Accountability
who takes responsibility for ai use or when things go wrong
When AI is part of the work, it is not always clear who answers for the result. This card is about who takes responsibility for AI use and for what happens when something goes wrong. A team pauses here because in journalism someone has to stand behind what is published.
Questions to explore
- Who is responsible when AI contributes to a published piece that turns out to be wrong?
- How do you make sure a person, not a tool, owns each final decision?
- What would your response be if an AI error caused real harm to a source or reader?
- Where does responsibility sit when several people and tools touched the same work?

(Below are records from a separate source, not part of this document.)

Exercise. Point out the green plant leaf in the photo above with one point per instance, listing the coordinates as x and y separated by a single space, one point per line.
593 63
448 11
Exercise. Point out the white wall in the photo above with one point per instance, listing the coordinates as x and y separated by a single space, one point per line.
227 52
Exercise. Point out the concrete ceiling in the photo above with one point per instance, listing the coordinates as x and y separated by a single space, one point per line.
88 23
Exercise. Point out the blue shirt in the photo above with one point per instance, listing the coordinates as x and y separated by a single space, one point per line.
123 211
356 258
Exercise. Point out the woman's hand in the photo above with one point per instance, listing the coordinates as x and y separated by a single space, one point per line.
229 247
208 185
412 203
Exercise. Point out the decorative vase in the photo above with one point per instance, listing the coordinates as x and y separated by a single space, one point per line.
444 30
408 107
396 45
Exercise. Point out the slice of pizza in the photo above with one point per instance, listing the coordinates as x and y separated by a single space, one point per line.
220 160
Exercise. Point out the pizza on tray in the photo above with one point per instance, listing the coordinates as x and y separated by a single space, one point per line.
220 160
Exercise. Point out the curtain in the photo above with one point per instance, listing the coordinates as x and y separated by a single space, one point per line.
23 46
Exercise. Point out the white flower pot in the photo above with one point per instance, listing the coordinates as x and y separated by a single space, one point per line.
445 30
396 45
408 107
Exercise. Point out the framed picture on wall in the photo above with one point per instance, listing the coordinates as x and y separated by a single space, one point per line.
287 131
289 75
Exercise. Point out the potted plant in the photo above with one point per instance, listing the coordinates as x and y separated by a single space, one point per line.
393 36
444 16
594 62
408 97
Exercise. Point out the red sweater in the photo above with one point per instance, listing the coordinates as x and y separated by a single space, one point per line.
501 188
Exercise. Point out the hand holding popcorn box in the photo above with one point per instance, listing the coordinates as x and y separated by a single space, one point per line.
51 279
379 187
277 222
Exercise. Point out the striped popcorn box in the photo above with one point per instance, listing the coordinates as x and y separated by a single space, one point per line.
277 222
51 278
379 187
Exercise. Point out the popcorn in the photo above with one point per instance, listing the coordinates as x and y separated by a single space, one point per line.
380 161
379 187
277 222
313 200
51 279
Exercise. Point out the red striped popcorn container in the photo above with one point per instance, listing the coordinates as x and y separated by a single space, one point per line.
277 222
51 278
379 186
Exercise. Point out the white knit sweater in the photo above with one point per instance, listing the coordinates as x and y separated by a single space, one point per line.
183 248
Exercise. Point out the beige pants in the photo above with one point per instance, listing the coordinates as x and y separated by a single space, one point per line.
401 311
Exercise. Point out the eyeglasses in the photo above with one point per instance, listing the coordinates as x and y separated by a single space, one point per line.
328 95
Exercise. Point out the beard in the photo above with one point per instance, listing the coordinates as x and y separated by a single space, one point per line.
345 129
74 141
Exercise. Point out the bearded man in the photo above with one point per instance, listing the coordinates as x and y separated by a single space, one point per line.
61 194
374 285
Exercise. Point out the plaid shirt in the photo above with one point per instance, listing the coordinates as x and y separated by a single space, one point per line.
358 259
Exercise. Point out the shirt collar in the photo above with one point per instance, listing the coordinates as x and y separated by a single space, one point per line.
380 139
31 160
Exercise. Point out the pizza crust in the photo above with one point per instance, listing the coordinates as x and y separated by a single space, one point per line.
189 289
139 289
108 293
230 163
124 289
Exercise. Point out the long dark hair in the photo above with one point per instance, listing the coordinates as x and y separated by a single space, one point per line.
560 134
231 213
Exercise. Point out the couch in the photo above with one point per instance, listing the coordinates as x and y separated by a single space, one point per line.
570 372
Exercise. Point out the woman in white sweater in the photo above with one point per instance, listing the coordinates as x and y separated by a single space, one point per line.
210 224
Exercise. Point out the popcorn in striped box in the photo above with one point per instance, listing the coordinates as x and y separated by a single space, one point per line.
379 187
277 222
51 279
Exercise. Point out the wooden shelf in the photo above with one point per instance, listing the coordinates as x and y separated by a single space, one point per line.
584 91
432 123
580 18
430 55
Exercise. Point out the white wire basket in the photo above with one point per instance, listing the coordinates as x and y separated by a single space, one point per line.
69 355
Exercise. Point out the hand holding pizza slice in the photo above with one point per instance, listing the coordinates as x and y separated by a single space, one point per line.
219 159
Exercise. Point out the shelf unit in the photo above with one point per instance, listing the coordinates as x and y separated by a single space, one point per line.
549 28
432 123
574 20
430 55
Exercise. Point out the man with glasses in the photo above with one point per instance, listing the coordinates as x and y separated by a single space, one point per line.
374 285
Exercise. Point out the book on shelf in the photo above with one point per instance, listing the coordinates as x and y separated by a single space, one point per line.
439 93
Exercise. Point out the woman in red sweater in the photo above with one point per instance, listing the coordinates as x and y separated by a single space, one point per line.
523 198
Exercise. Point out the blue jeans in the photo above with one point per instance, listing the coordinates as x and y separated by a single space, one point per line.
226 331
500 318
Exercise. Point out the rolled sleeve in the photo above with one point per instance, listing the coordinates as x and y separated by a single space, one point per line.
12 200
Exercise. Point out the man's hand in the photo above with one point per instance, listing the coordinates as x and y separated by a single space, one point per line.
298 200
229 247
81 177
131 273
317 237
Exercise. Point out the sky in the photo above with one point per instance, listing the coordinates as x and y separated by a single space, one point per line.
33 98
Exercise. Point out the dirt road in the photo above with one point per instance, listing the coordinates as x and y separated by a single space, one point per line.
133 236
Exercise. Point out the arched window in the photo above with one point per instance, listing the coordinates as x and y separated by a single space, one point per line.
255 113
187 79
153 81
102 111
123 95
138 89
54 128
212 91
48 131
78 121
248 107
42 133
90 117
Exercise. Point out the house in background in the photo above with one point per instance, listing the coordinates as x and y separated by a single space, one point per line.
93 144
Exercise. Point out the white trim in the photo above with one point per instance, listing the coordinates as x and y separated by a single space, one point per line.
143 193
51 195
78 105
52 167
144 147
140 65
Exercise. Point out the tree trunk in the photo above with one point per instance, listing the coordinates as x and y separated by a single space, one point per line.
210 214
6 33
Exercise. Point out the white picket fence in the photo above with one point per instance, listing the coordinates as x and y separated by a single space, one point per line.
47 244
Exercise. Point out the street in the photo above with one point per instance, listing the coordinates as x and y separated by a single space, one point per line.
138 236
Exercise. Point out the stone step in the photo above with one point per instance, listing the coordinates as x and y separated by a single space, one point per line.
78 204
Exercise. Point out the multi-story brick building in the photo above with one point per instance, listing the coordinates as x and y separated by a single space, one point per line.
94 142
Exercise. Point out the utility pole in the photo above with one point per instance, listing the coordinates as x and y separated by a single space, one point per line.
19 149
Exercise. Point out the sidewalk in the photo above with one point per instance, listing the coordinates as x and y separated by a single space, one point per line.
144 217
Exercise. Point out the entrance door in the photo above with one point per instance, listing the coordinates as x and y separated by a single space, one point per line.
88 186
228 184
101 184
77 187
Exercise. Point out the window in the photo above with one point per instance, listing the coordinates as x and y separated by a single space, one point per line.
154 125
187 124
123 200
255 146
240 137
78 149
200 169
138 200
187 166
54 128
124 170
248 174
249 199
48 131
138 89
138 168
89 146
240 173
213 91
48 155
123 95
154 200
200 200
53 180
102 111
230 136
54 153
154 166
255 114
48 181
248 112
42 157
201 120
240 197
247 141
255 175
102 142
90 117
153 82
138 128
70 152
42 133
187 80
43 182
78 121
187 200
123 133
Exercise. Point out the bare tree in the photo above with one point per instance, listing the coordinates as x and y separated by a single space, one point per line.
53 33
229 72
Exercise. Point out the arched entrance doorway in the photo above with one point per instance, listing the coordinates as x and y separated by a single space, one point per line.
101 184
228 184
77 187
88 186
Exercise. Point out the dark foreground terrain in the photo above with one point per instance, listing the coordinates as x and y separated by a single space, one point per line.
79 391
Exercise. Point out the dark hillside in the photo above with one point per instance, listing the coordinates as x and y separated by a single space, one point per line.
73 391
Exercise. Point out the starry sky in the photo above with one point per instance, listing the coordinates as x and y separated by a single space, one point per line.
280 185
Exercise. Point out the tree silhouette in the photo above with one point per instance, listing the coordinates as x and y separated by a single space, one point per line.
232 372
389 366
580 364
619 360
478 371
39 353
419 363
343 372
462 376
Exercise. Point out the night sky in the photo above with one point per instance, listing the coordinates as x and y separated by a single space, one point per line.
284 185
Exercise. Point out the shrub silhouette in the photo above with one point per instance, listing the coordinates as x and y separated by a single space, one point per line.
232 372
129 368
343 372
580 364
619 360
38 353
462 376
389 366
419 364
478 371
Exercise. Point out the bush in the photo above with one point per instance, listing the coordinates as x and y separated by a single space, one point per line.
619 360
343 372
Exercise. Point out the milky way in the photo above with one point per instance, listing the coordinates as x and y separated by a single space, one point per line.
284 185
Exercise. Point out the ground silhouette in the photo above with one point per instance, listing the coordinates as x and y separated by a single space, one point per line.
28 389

- How do you explain to your audience who stands behind AI-assisted work?
Expert voices
“Who holds ultimate responsibility for content when AI was used for transcription, dubbing, or information gathering? Newsrooms may need dedicated AI check teams.”
“Be clear about who is responsible for the output. The answer is you, not the tech.”
“Who takes responsibility when AI makes an error or causes harm?”
“Who maintains and updates your organizational AI guidelines? Policies need an assigned owner.”
Things to consider
- A tool cannot be held accountable, so a person always has to be.
- Shared work still needs a clear owner for the final result.
- Deciding who answers before a problem happens is easier than deciding after.
Pull Accountability when it is relevant and set it aside when it is not. Pair it with the other AI Conversations cards, lay them out on a table, and use the questions above to get everyone on the same page. Capture what you discuss on sticky notes or in a shared doc.